Federal prosecutors allege that from at least 2018 through 2025, the brothers built and then bankrupted the company through a series of coordinated fraud schemes, including submitting fake or inflated invoices, double- and triple-pledging collateral, falsifying corporate financial statements, and concealing significant liabilities from lenders. At the time of its bankruptcy filing, First Brands had just $12 million in cash in its corporate bank accounts against more than $9 billion in liabilities.
Jasper Rubber Products was originally founded in 1949 in Jasper, Indiana as a locally-owned manufacturing company before being acquired by First Brands in 2024. Jasper Mayor Dean Vonderheide told the Dubois County Free Press the situation captures exactly the risk that comes with that kind of ownership change. "This is the concern you have when a privately held company — or in this case, an ESOP — sells to a larger organization and loses control locally," Vonderheide said. "When you lose control locally, you cannot predict your future."
Despite the WARN notice, a buyer could still step in and opt to keep the facility operating, and that hope remains alive among workers and city officials alike. "Another buyer could still swoop in, but it's uncertain," Vonderheide said. He acknowledged broader economic headwinds are complicating any potential deal. "A lot of industries are slow right now. Tariffs have impacted them. We'll just have to play it out."

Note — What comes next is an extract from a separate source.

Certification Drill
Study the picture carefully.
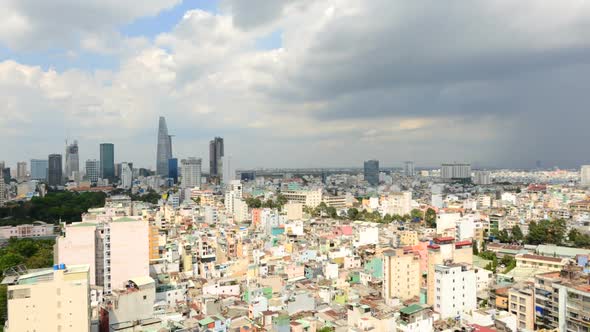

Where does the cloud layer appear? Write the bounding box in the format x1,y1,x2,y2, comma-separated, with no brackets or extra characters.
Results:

The collapse of First Brands and its subsidiaries' failures to find buyers has already led to closures at Toledo Molding and Die in Fayetteville, Tennessee, resulting in 333 layoffs, and in Bowling Green, Tennessee, laying off 302 more; at Champion Labs in Albion, Illinois, which laid off 642; Eagle Machining in Fayette, Ohio, claiming 246 layoffs; and at Hopkins Manufacturing, laying off more than a hundred workers. Carter Fuel Systems in Logansport, another Indiana manufacturer under the First Brands umbrella, faces the same April 30 deadline, with 38 employees at risk if no buyer materializes.
WorkOne Southwest will be providing information on upcoming job fair opportunities in response to the closure. Director Sara Worstell said the organization also plans to reach out to the company to set up times to meet with employees to assist with their employment needs. "We try to work with employees to move them into comparable employment with comparable skill levels and wages," Worstell explained. WorkOne maintains an office at Vincennes University Jasper, 850 College Avenue, and can be reached at 812-634-1599.
Patrick and Edward James are expected to appear in Manhattan federal court, where they were indicted. For the 345 workers on West 1st Avenue, the question of whether a buyer emerges in the next five weeks will determine whether Jasper loses one of its oldest manufacturing employers.